Corrections to Sullivan’s Fundamentals of Statistics, 3rd Edition
this page Copyright © 2007–2013 by Stan Brown, Oak Road Systems
this page Copyright © 2007–2013 by Stan Brown, Oak Road Systems
Note: I no longer teach from this book; I now use an eTextbook located here. This page is preserved for whatever historical interest it may have, but it’s no longer maintained.
Errors are graded by severity:
★ ★ ★ Must fix: likely to cause confusion on significant issues
★ ★ Should fix: students likely won’t recognize it as an error, but it doesn’t impact the core of the subject
★ Wrong, but students will likely be able to supply the correction without help
★ ★ Page 5: Your book isn’t really clear on this: descriptive statistics isn’t organizing and summarizing just any data, but data that were actually collected. If you say the average height of the 65 women in your sample is 65.4″, that’s descriptive statistics because you actually collected complete data to back up that statement. But if you say that the average height of U.S. women is (about) 65.4″, that is not descriptive statistics because you didn’t measure all U.S. women. Instead, it’s an example of inferential statistics, taking a result from a sample and projecting it to a population.
★ ★ Page 34: Convenience sampling doesn’t belong in a section about effective sampling methods. Convenience samples are bogus, and conclusions you draw from them are doo-doo.
★ Page 123: (b) in the middle of the page says that the pictured “distribution is bell shaped”. The word “roughly” should be added.

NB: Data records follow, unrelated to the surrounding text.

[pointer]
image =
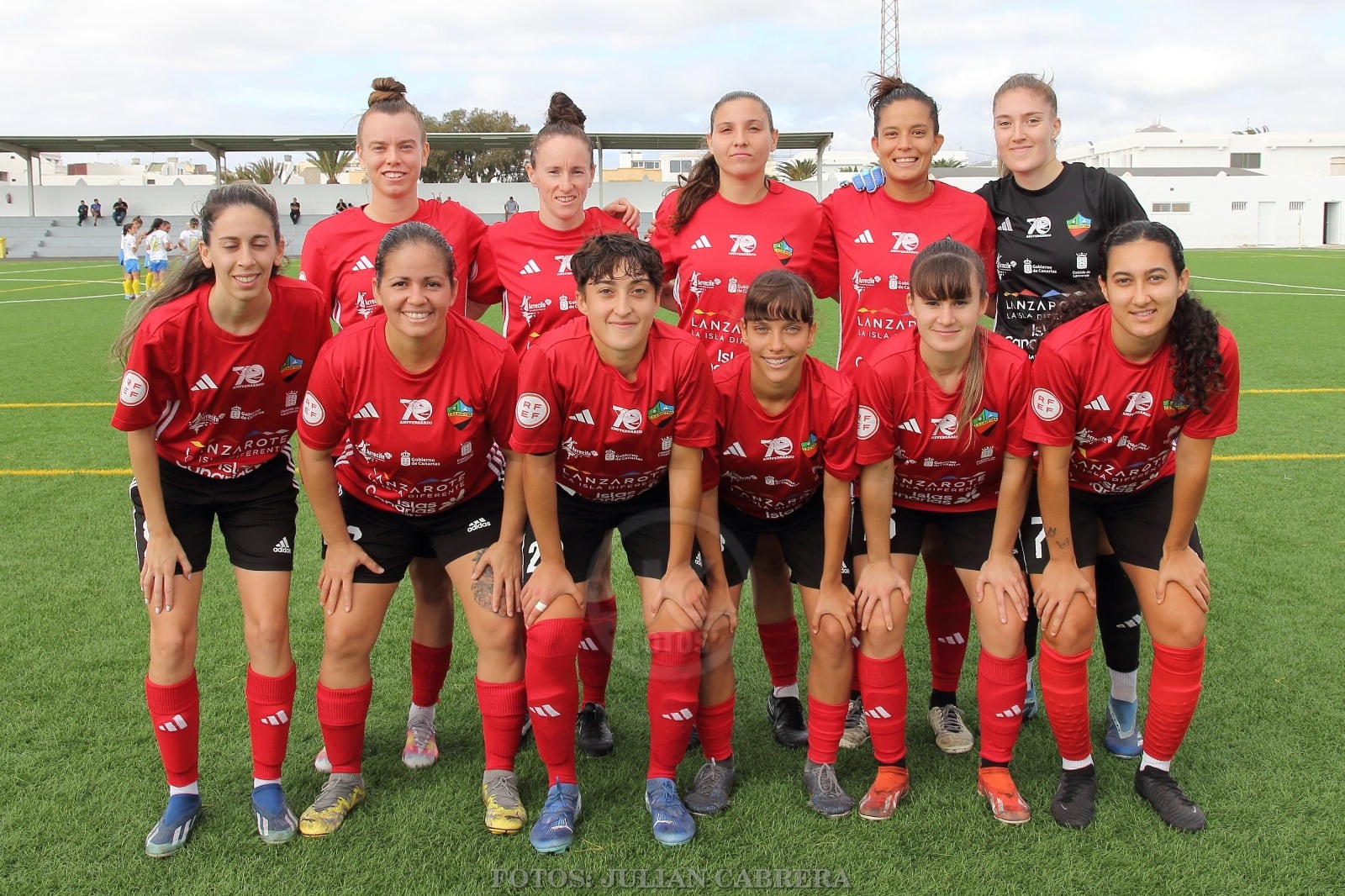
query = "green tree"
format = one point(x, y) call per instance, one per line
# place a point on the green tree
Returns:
point(477, 165)
point(331, 161)
point(799, 168)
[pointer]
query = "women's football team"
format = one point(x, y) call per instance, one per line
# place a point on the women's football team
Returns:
point(1049, 472)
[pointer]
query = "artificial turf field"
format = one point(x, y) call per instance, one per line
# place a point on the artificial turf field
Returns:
point(82, 782)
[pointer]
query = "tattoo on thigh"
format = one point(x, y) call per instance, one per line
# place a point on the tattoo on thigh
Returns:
point(483, 587)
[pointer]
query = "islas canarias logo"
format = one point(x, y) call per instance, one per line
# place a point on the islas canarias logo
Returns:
point(461, 414)
point(661, 414)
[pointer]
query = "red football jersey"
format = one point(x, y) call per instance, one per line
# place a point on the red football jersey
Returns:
point(712, 261)
point(867, 246)
point(414, 444)
point(614, 437)
point(222, 405)
point(771, 465)
point(340, 255)
point(1122, 419)
point(526, 266)
point(907, 417)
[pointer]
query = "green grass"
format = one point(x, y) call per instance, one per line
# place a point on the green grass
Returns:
point(85, 784)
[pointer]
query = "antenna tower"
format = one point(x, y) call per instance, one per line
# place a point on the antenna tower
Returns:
point(891, 38)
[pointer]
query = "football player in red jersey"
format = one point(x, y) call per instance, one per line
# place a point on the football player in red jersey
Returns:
point(612, 417)
point(525, 266)
point(1130, 390)
point(942, 416)
point(1051, 219)
point(340, 260)
point(724, 225)
point(873, 229)
point(783, 465)
point(397, 435)
point(215, 365)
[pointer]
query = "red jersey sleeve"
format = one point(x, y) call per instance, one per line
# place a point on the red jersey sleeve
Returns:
point(537, 421)
point(326, 416)
point(826, 259)
point(1055, 398)
point(1221, 419)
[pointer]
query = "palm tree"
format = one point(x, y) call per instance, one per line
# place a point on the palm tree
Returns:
point(331, 161)
point(798, 168)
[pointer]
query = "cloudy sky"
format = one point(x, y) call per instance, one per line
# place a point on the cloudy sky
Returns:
point(257, 66)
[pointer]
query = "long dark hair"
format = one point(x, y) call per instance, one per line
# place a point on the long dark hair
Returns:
point(194, 272)
point(1194, 331)
point(703, 182)
point(950, 269)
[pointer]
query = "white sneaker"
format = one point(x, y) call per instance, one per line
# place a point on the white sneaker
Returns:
point(950, 732)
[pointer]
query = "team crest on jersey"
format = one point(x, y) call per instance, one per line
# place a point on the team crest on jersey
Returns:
point(1176, 405)
point(659, 414)
point(291, 367)
point(985, 421)
point(461, 414)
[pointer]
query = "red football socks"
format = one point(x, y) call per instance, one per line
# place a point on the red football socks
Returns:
point(1174, 692)
point(504, 708)
point(342, 714)
point(553, 693)
point(271, 703)
point(672, 697)
point(883, 687)
point(1001, 685)
point(430, 667)
point(1064, 690)
point(948, 622)
point(175, 714)
point(596, 649)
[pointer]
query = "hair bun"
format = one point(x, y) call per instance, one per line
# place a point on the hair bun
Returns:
point(387, 89)
point(562, 109)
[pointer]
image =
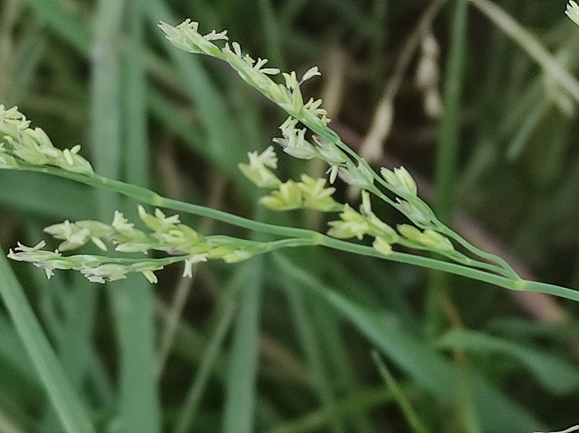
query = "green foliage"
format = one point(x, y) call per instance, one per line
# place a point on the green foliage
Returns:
point(283, 341)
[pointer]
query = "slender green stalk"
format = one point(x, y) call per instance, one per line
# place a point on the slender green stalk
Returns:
point(309, 237)
point(449, 139)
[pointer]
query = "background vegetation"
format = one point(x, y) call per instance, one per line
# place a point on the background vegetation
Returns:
point(284, 343)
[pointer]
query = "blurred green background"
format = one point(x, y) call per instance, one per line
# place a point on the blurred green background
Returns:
point(283, 343)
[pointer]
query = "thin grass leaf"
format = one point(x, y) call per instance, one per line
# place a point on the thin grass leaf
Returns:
point(68, 405)
point(553, 373)
point(240, 393)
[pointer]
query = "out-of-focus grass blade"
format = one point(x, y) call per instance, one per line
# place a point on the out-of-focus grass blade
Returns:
point(208, 363)
point(67, 404)
point(417, 359)
point(312, 351)
point(552, 372)
point(27, 192)
point(64, 23)
point(240, 394)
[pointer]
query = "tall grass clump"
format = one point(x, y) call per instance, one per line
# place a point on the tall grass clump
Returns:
point(219, 282)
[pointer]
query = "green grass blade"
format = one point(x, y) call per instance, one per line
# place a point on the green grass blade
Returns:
point(313, 353)
point(70, 410)
point(238, 416)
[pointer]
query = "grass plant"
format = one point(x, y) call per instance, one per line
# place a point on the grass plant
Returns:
point(302, 304)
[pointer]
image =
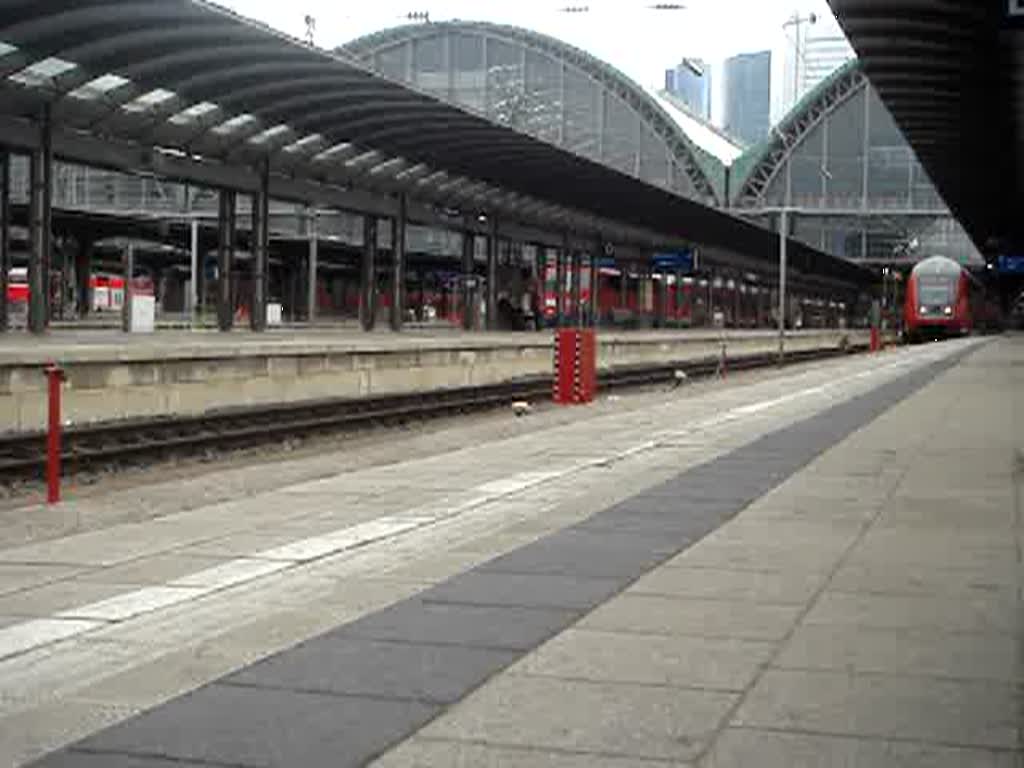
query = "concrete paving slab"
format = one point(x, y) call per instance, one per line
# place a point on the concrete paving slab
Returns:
point(856, 650)
point(243, 726)
point(416, 621)
point(141, 686)
point(742, 748)
point(763, 587)
point(156, 569)
point(29, 734)
point(981, 512)
point(979, 714)
point(649, 659)
point(757, 556)
point(354, 666)
point(27, 634)
point(605, 719)
point(55, 597)
point(595, 554)
point(524, 590)
point(915, 579)
point(129, 604)
point(721, 619)
point(978, 614)
point(422, 753)
point(14, 578)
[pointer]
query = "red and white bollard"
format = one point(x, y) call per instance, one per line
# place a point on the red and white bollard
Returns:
point(54, 377)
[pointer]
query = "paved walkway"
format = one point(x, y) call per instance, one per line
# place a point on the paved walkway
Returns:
point(115, 345)
point(863, 610)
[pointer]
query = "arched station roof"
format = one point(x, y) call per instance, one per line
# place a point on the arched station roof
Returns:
point(502, 72)
point(758, 167)
point(148, 85)
point(950, 73)
point(852, 182)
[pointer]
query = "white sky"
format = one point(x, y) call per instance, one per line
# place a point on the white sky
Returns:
point(628, 34)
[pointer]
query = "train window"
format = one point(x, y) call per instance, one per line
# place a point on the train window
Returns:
point(936, 291)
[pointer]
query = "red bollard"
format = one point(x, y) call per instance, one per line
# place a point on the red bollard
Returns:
point(54, 377)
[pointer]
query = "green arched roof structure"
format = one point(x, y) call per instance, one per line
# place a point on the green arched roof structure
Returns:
point(705, 172)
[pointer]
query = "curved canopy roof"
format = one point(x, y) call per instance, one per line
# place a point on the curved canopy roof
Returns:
point(949, 72)
point(682, 134)
point(756, 168)
point(217, 90)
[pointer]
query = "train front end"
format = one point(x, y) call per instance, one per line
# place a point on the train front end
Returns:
point(937, 303)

★ ★ Page 123: (b) goes on to say “We have further evidence of the shape because the mean and median are close to each other.” No! It’s true that mean ≅ median usually means a symmetric distribution (though there are exceptions, as the footnote on page 122 tells you). But that bare fact tells you nothing about which kind of symmetric distribution you may have. It could be bell shaped, uniform, or some other variety not in your textbook such as U-shaped. Don’t fall into the trap of thinking that symmetric = bell-shaped; the bell is just one kind of symmetric distribution. You really have to look at the histogram or check the measures of shape.
★ Page 137: In the transition from the second to the third edition, your book dropped the statement that we round variance and standard deviation to one decimal place more than the data. But it still uses that convention, and we will too.
★ ★ Page 138: The top paragraph says that the s.d. is not resistant. That’s true for small data sets, but like the mean the s.d. becomes more resistant in larger data sets.
★ ★ Page 165: Figure 21 shows Minitab output, supposedly for the data on the previous page. The five-number summary is right, but the other statistics are wrong: μ should be 32.89 and σ should be 8.48.
★ ★ Page 180:In the graph, the zero at lower left doesn’t belong, because it’s out of scale for both the x and y axes. Don’t put in “lightning bolts”; just remove the zero in this case.
★ ★ ★ Page 186: The last sentence of the second paragraph is wrong. In fact, if |r| is less than the value from Table II then you can’t tell whether there is a linear relation or not. See Decision Points for Correlation Coefficient.
★ ★ Page 244: In the table at the bottom of the page, the next-to-last number should be 3,891, not 3,981. That’s necessary to make the total come out to the 111,528 given on the next page.
★ ★ ★ Page 323: The example “Should we convict?” is completely bogus. It multiplies the individual probabilities, but that is valid only for independent events, which these traits are not. For example, “man with mustache” and “black man with beard” are not independent because a man with a mustache is more likely to have a beard and vice versa; “woman with blonde hair”, “black man with beard“, and “interracial couple” are not independent because a couple where the woman has blonde hair and the man is black is almost certain to be an interracial couple.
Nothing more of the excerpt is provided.